O corpo de Poliana Alves Ribeiro foi encontrado com indícios de ter sido espancando e estrangulado, suspeitas que a autópsia, a realizar no gabinete de medicina legal do hospital de Guimarães, deverá confirmar. O caso aconteceu na manhã deste sábado, 5 de Março, numa casa localizada em pleno centro histórico da cidade de Guimarães, conhecida por ali se praticar alterne ilegal. Quando os agentes da Polícia de Segurança Pública (PSP) chegaram ao local, por volta das 10 horas da manhã, depararam-se com a mulher já cadáver, no interior de um quarto de difícil acesso, tendo, por isso, comunicado o caso à Polícia Judiciária, a quem compete a investigação.

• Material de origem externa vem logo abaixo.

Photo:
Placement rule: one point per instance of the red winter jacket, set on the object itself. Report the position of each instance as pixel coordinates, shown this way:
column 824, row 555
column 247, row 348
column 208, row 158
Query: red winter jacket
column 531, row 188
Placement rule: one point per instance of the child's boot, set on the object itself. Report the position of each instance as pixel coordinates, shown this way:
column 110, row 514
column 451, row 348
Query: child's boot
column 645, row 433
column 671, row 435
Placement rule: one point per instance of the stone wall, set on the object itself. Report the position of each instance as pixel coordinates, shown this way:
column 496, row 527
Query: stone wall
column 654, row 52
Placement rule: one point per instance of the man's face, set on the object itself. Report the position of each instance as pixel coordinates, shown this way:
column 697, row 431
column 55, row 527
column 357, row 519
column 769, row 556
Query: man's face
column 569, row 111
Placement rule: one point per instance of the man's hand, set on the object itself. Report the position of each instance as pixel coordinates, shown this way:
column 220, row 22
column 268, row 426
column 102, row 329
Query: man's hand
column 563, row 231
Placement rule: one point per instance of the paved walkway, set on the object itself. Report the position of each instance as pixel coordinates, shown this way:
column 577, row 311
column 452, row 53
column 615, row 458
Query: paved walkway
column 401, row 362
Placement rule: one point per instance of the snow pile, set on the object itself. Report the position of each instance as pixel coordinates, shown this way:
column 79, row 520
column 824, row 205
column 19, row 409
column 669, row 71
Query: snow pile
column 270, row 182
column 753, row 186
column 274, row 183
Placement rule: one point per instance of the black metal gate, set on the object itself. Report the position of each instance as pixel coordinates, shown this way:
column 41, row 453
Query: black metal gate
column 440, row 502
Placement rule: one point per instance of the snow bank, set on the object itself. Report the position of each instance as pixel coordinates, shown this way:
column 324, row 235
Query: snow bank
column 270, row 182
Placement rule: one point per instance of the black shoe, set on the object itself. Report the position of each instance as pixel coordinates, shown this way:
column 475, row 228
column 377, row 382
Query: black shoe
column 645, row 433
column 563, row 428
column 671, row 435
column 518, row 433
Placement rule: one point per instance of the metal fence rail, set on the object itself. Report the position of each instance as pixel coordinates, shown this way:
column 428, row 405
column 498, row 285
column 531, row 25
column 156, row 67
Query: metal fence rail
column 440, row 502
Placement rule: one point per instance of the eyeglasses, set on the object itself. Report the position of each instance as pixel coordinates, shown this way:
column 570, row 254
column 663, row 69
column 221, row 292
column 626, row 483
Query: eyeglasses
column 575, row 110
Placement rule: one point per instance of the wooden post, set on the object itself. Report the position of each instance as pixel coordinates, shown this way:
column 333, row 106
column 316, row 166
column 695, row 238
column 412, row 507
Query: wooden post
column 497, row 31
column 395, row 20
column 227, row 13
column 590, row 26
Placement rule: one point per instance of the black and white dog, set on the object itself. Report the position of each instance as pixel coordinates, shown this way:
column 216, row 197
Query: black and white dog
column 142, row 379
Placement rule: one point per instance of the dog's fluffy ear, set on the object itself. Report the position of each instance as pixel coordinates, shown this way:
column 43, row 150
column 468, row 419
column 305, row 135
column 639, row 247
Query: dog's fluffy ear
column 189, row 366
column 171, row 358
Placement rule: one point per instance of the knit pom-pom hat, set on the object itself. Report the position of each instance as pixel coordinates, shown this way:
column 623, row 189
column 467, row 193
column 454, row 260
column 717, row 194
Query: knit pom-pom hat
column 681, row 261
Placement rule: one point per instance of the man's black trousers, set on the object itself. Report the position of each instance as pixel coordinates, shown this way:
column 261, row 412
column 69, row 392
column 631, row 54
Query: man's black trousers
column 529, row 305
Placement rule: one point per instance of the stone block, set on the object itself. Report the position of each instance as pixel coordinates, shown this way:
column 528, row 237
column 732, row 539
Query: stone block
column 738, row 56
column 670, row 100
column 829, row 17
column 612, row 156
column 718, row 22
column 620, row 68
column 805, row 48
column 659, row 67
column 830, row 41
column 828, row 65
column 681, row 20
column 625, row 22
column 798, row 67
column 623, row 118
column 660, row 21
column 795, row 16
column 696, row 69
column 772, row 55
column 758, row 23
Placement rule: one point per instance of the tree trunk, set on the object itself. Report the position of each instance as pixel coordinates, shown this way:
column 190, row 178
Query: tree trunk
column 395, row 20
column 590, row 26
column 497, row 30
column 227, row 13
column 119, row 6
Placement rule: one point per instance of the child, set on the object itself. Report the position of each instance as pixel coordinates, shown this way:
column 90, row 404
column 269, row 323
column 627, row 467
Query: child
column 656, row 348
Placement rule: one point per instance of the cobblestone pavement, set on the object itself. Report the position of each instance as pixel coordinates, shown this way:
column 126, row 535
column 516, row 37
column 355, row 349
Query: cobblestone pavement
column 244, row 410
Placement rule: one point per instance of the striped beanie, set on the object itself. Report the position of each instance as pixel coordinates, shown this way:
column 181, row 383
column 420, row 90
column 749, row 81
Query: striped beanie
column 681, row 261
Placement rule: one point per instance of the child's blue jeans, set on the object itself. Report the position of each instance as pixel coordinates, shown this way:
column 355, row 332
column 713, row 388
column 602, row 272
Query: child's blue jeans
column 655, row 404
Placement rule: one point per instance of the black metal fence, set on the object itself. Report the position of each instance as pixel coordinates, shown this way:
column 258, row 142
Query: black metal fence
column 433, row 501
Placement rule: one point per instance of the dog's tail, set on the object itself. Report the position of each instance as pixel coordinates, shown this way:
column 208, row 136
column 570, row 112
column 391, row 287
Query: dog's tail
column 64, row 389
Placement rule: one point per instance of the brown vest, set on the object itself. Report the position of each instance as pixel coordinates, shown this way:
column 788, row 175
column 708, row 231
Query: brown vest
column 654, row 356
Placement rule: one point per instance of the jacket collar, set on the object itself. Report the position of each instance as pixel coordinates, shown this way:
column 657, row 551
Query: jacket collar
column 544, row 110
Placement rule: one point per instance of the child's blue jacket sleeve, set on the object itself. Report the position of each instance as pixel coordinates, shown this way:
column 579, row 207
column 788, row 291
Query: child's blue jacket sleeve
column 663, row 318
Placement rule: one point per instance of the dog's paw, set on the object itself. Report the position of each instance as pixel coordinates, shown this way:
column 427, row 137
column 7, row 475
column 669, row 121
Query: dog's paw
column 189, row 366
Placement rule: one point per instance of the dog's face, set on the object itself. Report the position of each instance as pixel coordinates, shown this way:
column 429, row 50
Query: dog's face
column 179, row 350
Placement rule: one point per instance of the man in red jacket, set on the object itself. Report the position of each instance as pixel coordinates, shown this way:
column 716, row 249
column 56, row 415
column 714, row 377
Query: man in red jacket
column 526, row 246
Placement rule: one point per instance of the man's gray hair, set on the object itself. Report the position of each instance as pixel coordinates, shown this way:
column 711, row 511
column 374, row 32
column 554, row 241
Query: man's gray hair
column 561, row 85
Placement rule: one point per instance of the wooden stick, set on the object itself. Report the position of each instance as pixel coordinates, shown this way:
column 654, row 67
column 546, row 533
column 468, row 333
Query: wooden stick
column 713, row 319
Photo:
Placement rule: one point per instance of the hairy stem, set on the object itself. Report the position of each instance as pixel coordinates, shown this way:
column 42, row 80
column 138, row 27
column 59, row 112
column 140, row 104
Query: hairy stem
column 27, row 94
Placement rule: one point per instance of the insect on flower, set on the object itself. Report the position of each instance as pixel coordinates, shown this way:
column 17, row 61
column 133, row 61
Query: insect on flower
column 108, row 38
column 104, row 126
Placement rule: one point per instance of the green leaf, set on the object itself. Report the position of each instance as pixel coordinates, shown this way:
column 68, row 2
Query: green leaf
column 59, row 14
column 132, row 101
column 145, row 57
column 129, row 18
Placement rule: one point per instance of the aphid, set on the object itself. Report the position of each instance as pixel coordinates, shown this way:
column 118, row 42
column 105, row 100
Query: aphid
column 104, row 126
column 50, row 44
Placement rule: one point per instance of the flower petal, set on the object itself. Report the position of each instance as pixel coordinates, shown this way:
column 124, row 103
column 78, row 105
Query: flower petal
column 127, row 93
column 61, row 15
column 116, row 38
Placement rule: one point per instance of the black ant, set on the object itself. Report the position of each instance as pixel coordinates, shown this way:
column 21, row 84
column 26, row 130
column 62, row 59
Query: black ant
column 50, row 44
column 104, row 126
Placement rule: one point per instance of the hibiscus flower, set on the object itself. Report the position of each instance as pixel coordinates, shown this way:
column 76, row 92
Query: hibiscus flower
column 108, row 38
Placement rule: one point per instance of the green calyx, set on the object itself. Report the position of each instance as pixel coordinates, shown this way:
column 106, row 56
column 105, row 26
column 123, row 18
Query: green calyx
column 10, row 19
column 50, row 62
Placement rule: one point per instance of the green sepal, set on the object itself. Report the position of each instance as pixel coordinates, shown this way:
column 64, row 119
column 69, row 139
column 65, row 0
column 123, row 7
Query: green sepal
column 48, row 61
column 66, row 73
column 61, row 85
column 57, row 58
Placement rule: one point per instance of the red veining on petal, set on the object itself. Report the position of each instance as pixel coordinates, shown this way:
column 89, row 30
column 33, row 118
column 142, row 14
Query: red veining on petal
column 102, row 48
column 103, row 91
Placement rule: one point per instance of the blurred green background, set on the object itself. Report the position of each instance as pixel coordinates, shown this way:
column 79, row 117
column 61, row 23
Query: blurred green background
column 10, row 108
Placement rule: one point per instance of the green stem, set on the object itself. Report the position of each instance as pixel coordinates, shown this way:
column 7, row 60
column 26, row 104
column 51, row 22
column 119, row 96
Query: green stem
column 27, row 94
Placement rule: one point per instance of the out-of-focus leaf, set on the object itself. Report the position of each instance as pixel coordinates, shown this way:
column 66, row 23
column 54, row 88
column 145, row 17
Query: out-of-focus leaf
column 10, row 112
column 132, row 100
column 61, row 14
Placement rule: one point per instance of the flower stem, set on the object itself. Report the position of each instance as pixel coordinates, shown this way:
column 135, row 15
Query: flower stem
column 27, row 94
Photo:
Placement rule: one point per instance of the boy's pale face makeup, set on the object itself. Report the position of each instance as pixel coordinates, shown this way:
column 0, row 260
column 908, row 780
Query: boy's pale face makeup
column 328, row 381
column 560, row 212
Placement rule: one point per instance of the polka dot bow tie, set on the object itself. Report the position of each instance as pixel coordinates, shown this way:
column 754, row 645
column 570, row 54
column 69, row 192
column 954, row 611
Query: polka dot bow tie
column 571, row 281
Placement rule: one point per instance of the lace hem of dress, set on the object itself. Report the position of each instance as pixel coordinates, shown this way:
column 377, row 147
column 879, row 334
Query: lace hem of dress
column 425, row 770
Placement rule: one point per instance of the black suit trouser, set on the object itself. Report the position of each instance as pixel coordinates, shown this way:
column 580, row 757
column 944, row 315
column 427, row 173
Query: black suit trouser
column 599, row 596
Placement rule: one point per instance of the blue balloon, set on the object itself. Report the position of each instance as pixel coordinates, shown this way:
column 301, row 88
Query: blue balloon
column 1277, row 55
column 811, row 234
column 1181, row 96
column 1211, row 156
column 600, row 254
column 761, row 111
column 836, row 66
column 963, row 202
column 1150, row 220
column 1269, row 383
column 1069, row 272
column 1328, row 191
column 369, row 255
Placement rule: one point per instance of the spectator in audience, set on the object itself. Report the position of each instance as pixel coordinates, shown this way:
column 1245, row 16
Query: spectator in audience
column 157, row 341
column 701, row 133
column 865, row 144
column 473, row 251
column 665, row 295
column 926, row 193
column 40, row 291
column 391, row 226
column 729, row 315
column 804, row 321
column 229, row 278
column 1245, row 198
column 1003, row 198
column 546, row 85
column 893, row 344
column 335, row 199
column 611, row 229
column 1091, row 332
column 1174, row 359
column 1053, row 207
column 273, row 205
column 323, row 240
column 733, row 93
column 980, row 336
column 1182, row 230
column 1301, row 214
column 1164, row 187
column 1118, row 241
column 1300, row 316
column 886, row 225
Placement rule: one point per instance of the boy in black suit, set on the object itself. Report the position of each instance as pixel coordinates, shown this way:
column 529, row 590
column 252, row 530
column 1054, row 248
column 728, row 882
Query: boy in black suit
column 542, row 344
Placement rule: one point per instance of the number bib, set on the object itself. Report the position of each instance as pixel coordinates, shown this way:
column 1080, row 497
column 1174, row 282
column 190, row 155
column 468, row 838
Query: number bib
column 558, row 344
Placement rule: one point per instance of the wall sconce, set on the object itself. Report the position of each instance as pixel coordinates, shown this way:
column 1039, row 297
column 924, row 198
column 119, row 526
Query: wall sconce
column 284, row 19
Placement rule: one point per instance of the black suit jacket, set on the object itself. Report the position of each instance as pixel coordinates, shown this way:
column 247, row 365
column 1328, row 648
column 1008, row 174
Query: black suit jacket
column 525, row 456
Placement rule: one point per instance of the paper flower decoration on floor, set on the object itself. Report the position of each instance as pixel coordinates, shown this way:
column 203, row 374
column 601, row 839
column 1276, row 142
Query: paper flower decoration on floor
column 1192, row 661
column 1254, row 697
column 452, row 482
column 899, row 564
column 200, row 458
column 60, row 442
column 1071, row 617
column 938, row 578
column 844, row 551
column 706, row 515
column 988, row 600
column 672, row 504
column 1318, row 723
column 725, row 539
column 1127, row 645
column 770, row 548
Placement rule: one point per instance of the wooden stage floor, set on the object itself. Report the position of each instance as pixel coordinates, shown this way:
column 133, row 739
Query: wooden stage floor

Pelos elementos de prova recolhidos no local, os inspectores da Directoria de Braga estão convictos que se tratou de um homicídio. Ao início da tarde do mesmo sábado, os polícias identificaram e detiveram o principal suspeito da prática daquele crime, um homem de 39 anos, que terá desenvolvido uma paixão pela vítima apesar de não manter uma relação fixa com a mesma. O indivíduo será presente, na segunda-feira, ao juiz de instrução criminal para primeiro interrogatório, após o qual serão aplicadas as medidas de coacção julgadas adequadas.

Na zona onde terá ocorrido o crime, os moradores disseram aos jornalistas que não se aperceberam de nada anormal, com excepção para a movimentação de bombeiros e agentes da polícia. Dizem, também, que aquela casa está conotada, há já algum tempo, com a prática de prostituição, pelo que tudo leva a crer que a vítima, desconhecida na zona, se dedicaria àquela mesma actividade, ali exercida de uma forma ilegal e camuflada.